Health Secretary Sajid Javid has told the Commons that the new Nu variant identified this week in Botswana is of “huge international concern” and that: “One of the lessons of this pandemic has been that we must move quickly, and at the earliest possible moment.”
Although he said we don’t know “definitively” whether the exponential growth in reported infections in South Africa is directly associated with the new variant, he added that analysis suggests there may be many cases that haven’t been detected so far.
“We’re heading into winter and our booster programme is still ongoing, so we must act with caution,” he said.
The FTSE 100 crashed 3.4% on the news of the new variant’s emergence, revealing investors’ worries about the impact a new, potentially vaccine-evading variant might have on economic activity.
Ross Clark summarises the reasons for the concern:
The variant – otherwise known as B.1.1.529 – was only identified in Botswana on Tuesday. We have had numerous variants emerge this year, few of which have succeeded in establishing themselves as a real concern. But what is worrying virologists about Nu is that it has an unusually high number of mutations – 50, according to South Africa’s Centre for Epidemic Response and Innovation. Moreover, 30 of these are in the virus’s spike protein, which it uses to attach itself to human cells. This is concerning because it is the spike protein on which Covid vaccines have been working. If the spike protein changes, it could potentially create a variant that may evade existing vaccines.
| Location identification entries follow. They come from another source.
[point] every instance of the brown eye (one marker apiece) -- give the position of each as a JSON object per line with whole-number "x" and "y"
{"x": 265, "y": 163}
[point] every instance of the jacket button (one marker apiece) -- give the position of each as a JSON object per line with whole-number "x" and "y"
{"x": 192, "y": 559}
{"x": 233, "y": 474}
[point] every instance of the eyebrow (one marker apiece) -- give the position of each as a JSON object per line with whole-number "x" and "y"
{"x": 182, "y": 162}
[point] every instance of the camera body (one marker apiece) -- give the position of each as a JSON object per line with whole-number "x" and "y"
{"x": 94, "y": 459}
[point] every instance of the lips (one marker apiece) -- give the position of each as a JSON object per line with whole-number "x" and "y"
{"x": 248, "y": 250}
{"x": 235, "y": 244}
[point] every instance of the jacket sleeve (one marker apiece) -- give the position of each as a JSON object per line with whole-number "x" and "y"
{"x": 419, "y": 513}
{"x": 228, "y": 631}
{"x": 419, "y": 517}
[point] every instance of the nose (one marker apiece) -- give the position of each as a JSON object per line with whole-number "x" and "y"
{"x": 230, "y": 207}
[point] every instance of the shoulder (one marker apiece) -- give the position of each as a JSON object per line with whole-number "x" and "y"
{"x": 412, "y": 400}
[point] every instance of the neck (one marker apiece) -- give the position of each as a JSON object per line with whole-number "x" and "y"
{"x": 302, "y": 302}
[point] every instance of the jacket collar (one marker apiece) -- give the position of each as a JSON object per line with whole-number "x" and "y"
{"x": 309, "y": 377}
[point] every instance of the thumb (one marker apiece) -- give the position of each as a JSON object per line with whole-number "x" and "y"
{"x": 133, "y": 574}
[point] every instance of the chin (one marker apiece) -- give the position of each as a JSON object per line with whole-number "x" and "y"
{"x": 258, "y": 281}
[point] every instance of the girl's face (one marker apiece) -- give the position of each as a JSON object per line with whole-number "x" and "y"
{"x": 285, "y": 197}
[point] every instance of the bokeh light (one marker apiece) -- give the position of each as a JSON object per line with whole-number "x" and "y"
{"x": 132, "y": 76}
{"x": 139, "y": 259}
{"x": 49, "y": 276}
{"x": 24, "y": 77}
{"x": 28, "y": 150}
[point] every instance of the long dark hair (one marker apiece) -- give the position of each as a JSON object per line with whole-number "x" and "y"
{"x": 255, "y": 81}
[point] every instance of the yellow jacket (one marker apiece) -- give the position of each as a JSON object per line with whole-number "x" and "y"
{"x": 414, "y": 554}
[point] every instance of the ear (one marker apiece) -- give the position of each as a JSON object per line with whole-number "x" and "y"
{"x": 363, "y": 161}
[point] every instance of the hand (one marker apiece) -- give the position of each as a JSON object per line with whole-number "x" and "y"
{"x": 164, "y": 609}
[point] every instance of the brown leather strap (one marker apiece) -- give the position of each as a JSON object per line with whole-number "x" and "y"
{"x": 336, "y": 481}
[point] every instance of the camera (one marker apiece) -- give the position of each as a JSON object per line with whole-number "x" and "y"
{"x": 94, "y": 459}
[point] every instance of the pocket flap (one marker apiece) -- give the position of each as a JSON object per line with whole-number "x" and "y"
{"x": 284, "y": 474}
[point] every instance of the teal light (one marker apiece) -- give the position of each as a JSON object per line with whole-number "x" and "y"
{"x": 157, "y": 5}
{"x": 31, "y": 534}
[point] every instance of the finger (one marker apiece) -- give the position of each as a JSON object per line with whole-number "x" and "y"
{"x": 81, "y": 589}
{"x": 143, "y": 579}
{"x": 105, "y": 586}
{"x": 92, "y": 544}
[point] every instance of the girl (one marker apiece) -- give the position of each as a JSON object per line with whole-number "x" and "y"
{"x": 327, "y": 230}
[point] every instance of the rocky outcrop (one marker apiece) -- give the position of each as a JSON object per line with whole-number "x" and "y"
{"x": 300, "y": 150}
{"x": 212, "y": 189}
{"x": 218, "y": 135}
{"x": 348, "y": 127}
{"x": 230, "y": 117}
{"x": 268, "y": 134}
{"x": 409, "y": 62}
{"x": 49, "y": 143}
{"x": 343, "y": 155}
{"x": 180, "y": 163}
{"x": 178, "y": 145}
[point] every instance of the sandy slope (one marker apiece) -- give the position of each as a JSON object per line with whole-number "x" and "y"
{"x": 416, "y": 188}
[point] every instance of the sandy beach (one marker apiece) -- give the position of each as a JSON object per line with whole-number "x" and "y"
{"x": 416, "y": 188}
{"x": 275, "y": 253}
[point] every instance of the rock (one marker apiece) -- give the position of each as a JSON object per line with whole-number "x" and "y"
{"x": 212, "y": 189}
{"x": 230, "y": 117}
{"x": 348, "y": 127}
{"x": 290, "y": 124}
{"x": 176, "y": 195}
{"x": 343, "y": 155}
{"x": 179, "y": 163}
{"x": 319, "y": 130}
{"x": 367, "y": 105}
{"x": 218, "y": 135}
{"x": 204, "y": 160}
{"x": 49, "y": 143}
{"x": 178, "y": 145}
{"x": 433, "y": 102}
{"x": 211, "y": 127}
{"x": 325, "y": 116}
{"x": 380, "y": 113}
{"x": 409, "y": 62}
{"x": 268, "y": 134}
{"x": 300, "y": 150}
There are still many unknowns, such as whether it is more transmissible or causes more severe disease, preliminary analysis of which will take several weeks.
Ross also rightly asks what we can realistically do about it anyway:
So can we keep it out of Britain? Almost certainly not if Nu is highly transmissible. Many countries tried to clamp down against the Delta variant by restricting international travel but it made little difference in the end. It is also doubtful whether travel restrictions could buy us much time to re-engineer vaccines. When the original South African variant – Beta – emerged last year, Pfizer suggested it would take several weeks to reprogramme its mRNA vaccine to cope with the new challenge. However, the vaccine would then need to be manufactured, distributed and put into people’s arms – which would take weeks or months. By then, if Nu really does have the ability to sidestep existing vaccines, it is likely that it will already be endemic.
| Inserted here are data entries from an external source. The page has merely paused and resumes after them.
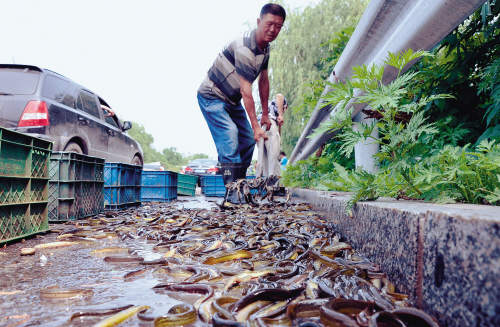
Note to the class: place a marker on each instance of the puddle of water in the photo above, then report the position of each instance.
(74, 267)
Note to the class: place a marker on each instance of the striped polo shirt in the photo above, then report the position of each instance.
(242, 57)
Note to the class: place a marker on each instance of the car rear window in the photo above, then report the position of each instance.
(18, 81)
(87, 103)
(55, 88)
(203, 162)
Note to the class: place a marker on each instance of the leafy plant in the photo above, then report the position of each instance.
(415, 161)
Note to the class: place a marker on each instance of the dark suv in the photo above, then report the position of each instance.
(45, 104)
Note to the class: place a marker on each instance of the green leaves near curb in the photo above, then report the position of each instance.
(417, 159)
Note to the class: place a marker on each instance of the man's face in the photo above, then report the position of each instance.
(268, 27)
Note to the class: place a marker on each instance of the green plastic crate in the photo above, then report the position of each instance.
(186, 184)
(76, 187)
(24, 178)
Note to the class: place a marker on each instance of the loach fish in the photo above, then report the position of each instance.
(178, 315)
(120, 316)
(273, 264)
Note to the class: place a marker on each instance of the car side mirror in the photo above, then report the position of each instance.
(126, 125)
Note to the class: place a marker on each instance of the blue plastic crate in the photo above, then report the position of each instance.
(120, 174)
(122, 185)
(160, 186)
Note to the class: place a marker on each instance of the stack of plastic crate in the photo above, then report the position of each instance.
(213, 185)
(24, 178)
(122, 185)
(159, 186)
(76, 187)
(186, 184)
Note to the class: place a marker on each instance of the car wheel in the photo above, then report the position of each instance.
(136, 161)
(73, 147)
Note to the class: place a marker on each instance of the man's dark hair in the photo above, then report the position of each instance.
(273, 9)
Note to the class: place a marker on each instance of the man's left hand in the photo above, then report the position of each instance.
(265, 121)
(280, 120)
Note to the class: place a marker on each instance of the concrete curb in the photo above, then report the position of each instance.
(445, 257)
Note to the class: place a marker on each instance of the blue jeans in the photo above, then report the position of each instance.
(231, 131)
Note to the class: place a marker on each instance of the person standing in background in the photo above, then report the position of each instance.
(229, 81)
(283, 160)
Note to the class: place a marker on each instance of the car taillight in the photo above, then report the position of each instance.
(35, 114)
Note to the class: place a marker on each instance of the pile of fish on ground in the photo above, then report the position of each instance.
(271, 265)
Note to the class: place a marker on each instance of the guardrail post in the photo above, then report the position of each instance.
(364, 151)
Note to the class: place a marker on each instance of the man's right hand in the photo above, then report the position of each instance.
(258, 132)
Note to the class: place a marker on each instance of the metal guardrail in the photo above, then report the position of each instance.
(386, 26)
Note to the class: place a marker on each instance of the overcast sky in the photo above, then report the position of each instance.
(145, 58)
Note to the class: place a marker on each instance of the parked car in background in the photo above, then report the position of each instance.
(202, 167)
(50, 106)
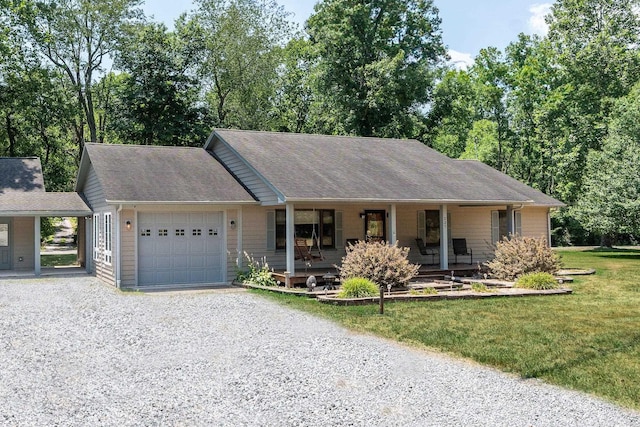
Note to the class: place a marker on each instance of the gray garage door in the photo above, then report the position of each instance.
(180, 248)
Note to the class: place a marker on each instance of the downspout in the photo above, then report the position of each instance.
(117, 232)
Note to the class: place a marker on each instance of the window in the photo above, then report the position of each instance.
(432, 228)
(96, 236)
(107, 238)
(499, 227)
(319, 225)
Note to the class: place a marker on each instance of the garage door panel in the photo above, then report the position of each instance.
(179, 248)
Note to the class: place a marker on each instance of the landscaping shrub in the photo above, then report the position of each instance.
(517, 255)
(379, 262)
(257, 273)
(358, 287)
(479, 287)
(538, 281)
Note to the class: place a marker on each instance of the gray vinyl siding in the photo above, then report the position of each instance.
(242, 172)
(93, 192)
(102, 270)
(127, 248)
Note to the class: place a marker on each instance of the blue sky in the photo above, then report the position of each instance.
(467, 25)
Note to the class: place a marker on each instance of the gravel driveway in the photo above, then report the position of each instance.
(76, 352)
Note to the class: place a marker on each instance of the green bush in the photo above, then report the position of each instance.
(479, 287)
(379, 262)
(538, 281)
(257, 273)
(517, 255)
(358, 287)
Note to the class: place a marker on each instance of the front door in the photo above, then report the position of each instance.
(5, 248)
(375, 226)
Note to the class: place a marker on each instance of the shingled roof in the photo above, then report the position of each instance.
(302, 167)
(135, 173)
Sajid Javid’s claim that the lesson of the pandemic is to act early, fast and hard is very concerning. It suggests that more of the same excess of caution that plunged us into ill-advised lockdowns in the first place is, depressingly, to continue to be our Government’s modus operandi for the foreseeable future.
Stop Press: A reader got in touch to point out this article that appears to show the new variant, B.1.1.529, had already been identified in South Africa in July, over four months ago. UPDATE: It appears that the July article was updated this week, so this may explain why the variant appeared to have been discovered months ago.
Stop Press 2: Chief Medical Officer Chris Whitty has urged calm, saying he is more concerned about the risks posed by existing variants, describing the Delta epidemic as “undoubtedly the principal thing we need to concern ourselves with between now and Christmas”.
Stop Press 3: The variant has now been named the Omicron variant by the WHO, rather than the Nu variant, as many had anticipated.